Regional awareness makes film-making difference
Ras Kassa and Franklyn 'Chappie' St Juste were among the Jamaicans involved in the inaugural The Best of CaribbeanTales Film Festival, and though the output has been sporadic at best, with Perry Henzell's
The Harder They Come
(1972) through to the late 1990s
Dancehall Queen
and
Third World Cop
, Jamaica can lay claim to some of the more noted movies made in the Caribbean.
However, Mary Wells cautions that "films from Jamaica have been international trailblazers no question about it, but the rest of the Caribbean region is exploding with the making of all kinds of films and incredible talent. And it's not because they have better economies and more access to money. It's because their headspace is very different".

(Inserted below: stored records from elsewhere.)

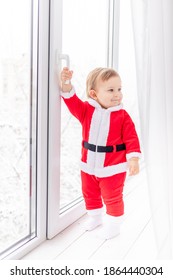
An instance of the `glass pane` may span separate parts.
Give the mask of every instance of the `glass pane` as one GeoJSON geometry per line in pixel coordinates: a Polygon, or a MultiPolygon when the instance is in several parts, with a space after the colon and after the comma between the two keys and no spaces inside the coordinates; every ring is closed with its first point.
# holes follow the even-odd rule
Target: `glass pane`
{"type": "MultiPolygon", "coordinates": [[[[107,66],[107,0],[63,0],[62,53],[70,57],[73,84],[85,99],[85,81],[89,71],[107,66]],[[99,11],[99,12],[98,12],[99,11]]],[[[61,113],[61,201],[60,208],[81,197],[81,127],[62,102],[61,113]]]]}
{"type": "Polygon", "coordinates": [[[35,234],[32,16],[31,0],[0,1],[0,253],[35,234]]]}

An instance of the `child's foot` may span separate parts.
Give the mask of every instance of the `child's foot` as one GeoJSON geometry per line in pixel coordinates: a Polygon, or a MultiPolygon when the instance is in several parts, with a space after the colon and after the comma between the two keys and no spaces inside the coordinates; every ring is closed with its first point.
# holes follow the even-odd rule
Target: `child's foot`
{"type": "Polygon", "coordinates": [[[111,239],[120,234],[120,226],[122,223],[122,216],[111,216],[106,214],[102,228],[98,231],[97,236],[101,239],[111,239]]]}
{"type": "Polygon", "coordinates": [[[86,231],[91,231],[95,229],[96,227],[100,226],[102,224],[102,216],[91,216],[88,217],[88,220],[84,223],[84,228],[86,231]]]}
{"type": "Polygon", "coordinates": [[[97,237],[103,240],[111,239],[120,234],[120,227],[114,228],[104,225],[97,233],[97,237]]]}

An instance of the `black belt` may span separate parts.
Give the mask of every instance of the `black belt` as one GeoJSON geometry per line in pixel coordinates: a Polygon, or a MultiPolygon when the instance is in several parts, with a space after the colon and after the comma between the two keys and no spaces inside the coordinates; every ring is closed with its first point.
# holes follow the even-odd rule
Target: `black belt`
{"type": "Polygon", "coordinates": [[[83,146],[85,149],[90,150],[92,152],[98,152],[98,153],[112,153],[112,152],[119,152],[126,149],[125,144],[119,144],[115,146],[96,146],[93,144],[90,144],[86,141],[83,142],[83,146]]]}

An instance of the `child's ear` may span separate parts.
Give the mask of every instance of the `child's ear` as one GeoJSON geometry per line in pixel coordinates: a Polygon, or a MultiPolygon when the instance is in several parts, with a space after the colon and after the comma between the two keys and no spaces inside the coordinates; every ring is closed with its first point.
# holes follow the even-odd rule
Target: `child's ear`
{"type": "Polygon", "coordinates": [[[91,89],[91,90],[89,91],[89,96],[90,96],[91,98],[93,98],[93,99],[97,99],[97,94],[96,94],[96,92],[95,92],[94,89],[91,89]]]}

She mused, "Some reasons could be that they haven't had to weather all the heavy social ailments and political upheavals that Jamaicans have had to bear and wear every day on their sleeves." However, she continued that film-makers in the rest of the region "come across as far more mature in their handling of films around sensitive issues. There's far more exploration and understanding of their very Creole heritage and 'Caribbeaness' and, most of all, they are far more aware of each other".
This is "unlike Jamaicans, who often don't know the rest of the region (or Jamaican film-makers who don't know or care about other film-makers from the rest of the Caribbean) and feel the world revolves around them and only them and their popular culture and music".
Wells reaffirmed, though, that "Jamaica is still edgy and hip. We have a ton load of stories to tell and bring to 'the Caribbean table'. We have another wicked Caribbean experience and sensibility. No question about that."